From orphan to military wife

Nimbus Publishing

The life story of Mary Elizabeth LeBlanc in Jackie Muise's Island Girl is compelling and moving, not because she was highly unusual, but because she experienced, suffered, survived, and triumphed over challenges commonly faced by ordinary people during her era. She did so with inspiring fortitude and grace. Orphaned at an early age on PEI, she lives first with lightkeepers at Souris East Lighthouse, then with a St. Georges farming couple, Dolph and Jeannette Gallant, who become her beloved lifelong parents. With wartime, Mary is transplanted to Nova Scotia, where Dolph works in the Pictou shipyards building cargo ships, and where she marries Pictou native Fred Leblanc, who becomes a soldier.

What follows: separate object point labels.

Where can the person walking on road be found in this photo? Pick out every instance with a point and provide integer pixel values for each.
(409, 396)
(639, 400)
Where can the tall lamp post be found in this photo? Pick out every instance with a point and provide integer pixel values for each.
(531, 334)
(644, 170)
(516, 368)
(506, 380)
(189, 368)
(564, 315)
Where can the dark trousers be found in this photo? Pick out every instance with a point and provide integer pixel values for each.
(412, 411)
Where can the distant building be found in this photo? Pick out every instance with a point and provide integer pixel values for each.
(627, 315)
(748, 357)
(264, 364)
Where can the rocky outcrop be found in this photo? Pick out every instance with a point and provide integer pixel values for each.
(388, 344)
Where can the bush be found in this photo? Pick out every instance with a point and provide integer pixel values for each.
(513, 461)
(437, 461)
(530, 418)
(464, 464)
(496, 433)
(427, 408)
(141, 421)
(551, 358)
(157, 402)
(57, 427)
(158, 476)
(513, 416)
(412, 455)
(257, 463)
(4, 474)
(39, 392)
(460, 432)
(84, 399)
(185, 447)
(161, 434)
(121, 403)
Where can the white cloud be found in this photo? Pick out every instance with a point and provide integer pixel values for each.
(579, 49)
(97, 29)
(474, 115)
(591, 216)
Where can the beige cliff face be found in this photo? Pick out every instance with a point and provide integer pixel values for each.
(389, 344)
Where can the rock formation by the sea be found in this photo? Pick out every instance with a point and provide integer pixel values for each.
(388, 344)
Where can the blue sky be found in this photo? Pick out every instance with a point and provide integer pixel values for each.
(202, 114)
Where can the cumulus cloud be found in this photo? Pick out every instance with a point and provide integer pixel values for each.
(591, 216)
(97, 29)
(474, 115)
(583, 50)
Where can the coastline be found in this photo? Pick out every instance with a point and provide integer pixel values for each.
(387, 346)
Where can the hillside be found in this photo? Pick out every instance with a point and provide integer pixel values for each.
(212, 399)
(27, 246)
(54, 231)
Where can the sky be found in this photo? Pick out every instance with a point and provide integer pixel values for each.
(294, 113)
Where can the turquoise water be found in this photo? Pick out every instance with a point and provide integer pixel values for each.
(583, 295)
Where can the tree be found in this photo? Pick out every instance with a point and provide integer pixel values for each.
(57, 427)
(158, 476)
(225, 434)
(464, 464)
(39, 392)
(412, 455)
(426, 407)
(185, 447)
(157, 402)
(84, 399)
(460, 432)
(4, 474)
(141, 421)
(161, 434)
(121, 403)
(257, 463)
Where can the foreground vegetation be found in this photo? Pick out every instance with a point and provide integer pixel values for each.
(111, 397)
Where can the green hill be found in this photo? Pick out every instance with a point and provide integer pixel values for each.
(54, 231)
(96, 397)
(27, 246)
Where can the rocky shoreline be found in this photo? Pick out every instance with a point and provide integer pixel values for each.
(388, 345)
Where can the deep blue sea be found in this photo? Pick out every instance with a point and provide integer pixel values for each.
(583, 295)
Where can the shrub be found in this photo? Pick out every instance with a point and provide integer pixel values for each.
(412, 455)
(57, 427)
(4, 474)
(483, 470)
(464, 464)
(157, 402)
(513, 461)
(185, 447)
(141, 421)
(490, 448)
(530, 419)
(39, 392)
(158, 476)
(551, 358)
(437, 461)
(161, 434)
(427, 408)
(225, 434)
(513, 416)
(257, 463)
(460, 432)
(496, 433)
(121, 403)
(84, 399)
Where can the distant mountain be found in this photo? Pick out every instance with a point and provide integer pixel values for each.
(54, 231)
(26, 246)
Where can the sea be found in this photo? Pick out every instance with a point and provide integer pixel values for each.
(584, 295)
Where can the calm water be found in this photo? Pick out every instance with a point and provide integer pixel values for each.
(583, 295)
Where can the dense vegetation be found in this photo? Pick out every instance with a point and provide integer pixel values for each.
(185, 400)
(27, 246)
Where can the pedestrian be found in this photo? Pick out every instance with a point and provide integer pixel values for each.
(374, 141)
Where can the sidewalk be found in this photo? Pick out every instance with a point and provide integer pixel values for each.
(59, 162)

Afflicted and critically ill with tuberculosis, Mary dwells at length and gives birth in the Kentville sanitorium. Prevailing, she devotes herself to the roles, sometimes draining, often fulfilling, of a military wife and mother. During postings in Germany and New Brunswick, she copes with and finally confronts her husband's alcoholism, while nurturing children through their struggles and victories. When we arrive at the end of Mary's long life and story, we deeply admire and miss her as if she were our own cherished and extraordinary relative. We agree with the Chronicles of Narnia author C.S. Lewis that "There are no ordinary people."